Most trainers will turn you away. I've lived this.

I had double microdiscectomy surgery at 18 years old. For the next 18 years, I managed chronic SI joint pain with bilateral radiofrequency nerve ablation twice a year. Every six months, a pain specialist burned the nerves transmitting pain signals from my sacroiliac joints — giving me 90% relief for about six months, then back to square one.

The pain management worked. But nobody ever asked why it kept coming back.

The answer wasn't in my SI joint. It was in a muscle called the multifidus — and nobody told me about it for nearly two decades.

What Your Surgical Team Never Told You About the Multifidus

The multifidus is the spine's internal stabilization system. Unlike your large erector spinae muscles that move your spine, the multifidus controls movement between individual vertebrae — the micro-stability that protects every disc, joint, and nerve root during movement and daily life.

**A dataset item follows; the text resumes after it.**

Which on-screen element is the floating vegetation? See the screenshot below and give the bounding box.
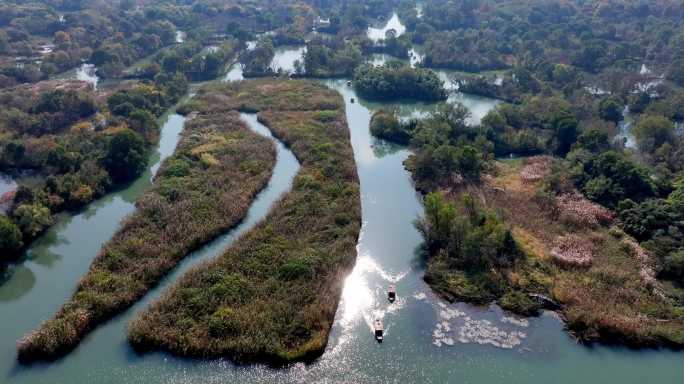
[432,303,529,349]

Here's what the research consistently shows, and what most patients are never told:

After disc herniation or discectomy, the multifidus at the surgical level undergoes rapid, severe atrophy — within days of injury. Unlike other muscles that weaken slowly from disuse, the multifidus atrophies almost immediately through a neurological reflex response to pain and surgical trauma.

And it does not spontaneously recover. Studies show patients 10+ years post-discectomy with significant multifidus atrophy at the surgical level on MRI — despite being pain-free and fully active.

This is why your pain kept coming back.

The cycle looks like this:

  • Discectomy alters spinal mechanics

  • Multifidus atrophies at the surgical level

  • SI joint absorbs the excess mechanical load the multifidus can no longer manage

  • SI joint becomes chronically irritated

  • RFA silences the pain — but the load problem continues

  • Nerves regenerate, pain returns, repeat

The procedure treats the symptom. Nobody addressed the cause.

What Actually Fixes It

The multifidus can be rehabilitated even after years of atrophy. But it requires specific, targeted loading — not the exercises you'll find in a standard physical therapy protocol.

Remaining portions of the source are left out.